Adding artificial intelligence case malignancy scoring to reduce screen-reading workload in breast screening program: results of the retrospective REAI program.
Authors
Affiliations (7)
Affiliations (7)
- Medical Physics Unit - Oncology and Innovative Technologies Department, Azienda USL - IRCCS di Reggio Emilia, Reggio Emilia, Italy.
- Epidemiology Unit, Azienda USL - IRCCS di Reggio Emilia, 42123, Reggio Emilia, Italy.
- Medical Physics Unit - Oncology and Innovative Technologies Department, Azienda USL - IRCCS di Reggio Emilia, Reggio Emilia, Italy. [email protected].
- Enzo Ferrari Department of Engineering, University of Modena and Reggio Emilia, Modena, Italy. [email protected].
- Oncology Screening Center, Azienda USL - IRCCS di Reggio Emilia, Reggio Emilia, Italy.
- Radiology Unit, Department of Diagnostic Imaging, Azienda USL - IRCCS di Reggio Emilia, Reggio Emilia, Italy.

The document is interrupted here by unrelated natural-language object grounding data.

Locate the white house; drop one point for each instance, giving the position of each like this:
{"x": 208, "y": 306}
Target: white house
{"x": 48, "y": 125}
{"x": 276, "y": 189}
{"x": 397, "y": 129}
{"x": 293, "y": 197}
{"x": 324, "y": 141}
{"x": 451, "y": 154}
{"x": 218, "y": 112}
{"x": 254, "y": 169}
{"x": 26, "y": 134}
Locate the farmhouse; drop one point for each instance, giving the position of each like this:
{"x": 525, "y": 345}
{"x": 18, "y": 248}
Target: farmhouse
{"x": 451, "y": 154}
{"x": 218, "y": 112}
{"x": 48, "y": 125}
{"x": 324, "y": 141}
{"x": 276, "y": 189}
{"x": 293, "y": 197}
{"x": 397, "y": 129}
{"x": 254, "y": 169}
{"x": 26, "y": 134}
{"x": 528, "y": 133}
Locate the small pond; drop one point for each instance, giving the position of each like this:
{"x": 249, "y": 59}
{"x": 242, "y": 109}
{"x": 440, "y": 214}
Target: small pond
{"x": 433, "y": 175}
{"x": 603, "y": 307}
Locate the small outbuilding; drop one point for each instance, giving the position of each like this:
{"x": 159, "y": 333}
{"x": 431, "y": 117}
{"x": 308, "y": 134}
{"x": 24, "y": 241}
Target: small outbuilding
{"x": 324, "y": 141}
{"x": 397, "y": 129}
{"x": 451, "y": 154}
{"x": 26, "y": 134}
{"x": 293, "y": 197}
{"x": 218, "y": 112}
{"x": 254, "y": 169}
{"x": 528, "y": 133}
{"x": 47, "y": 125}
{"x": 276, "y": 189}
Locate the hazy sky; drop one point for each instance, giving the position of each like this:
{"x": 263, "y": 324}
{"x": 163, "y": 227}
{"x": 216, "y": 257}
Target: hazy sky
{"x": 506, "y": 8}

- Department of Medical and Surgical Sciences, University of Modena and Reggio Emilia, Modena, Italy.
Abstract
The AI case malignancy score (AI-CMS) represents the AI algorithm's confidence (from 0 to 100%) that a mammography exam is malignant. This work aims to retrospectively evaluate, through simulation on real-world data, a strategy that integrates AI-CMS into a standard screening scenario to reduce the radiologists' workload. A total of 89176 consecutive screening exams from the 2023-2024 Reggio Emilia Breast Screening Program (REBSP) were retrospectively considered, which included 479 biopsy-proven cancers (interval cancers were only partially available, therefore false negatives beyond those detected in the real screening workflow could not be assessed). In the proposed strategy, computer-aided detection (CAD) acts as a reader (CR), recalling women with an AI-CMS greater than a predefined threshold (ranging from 5 to 25%). If the first radiologist (HR1) disagrees with CR, the case goes to a second radiologist (HR2) and, in case of human disagreement, to a third radiologist (HR3). For each threshold, final recall rate (RR), cancer detection rate (CDR), number of detected cancers (DC), predictive positive value (PPV) of recalls, false positive rate (FPR), human reading workload, and economic impact were estimated. At AI-CMS thresholds of 5%, 8%, 10%, 15%, 20%, and 25%, human workload decrease ranged from 13.4% to 36.1%. The final RR decreased between 4.3% and 4.0%, slightly lower than the current 4.4% with human double reading. The PPV ranged from 12.6% to 13.3%, higher than the current PPV of 12.2%. The FPR ranged from 3.8% to 3.5%, down from the current 3.9%. With thresholds up to 5%, no true positive cases were missed, maintaining the CDR of 5.4‰ of those detected by current double reading. Considering CAD payback periods of either 6 or 8 years, financial savings from our strategy ranged from approximately 17800 to over 590,000€. Integrating AI-CMS support into a standard screening scenario could substantially reduce the screen-reading workload and slightly reduce unnecessary ascertainments without affecting the cancer detection rate. This approach, although limited by its retrospective simulation design and the partial availability of interval cancer data, has also proven to be economically sustainable.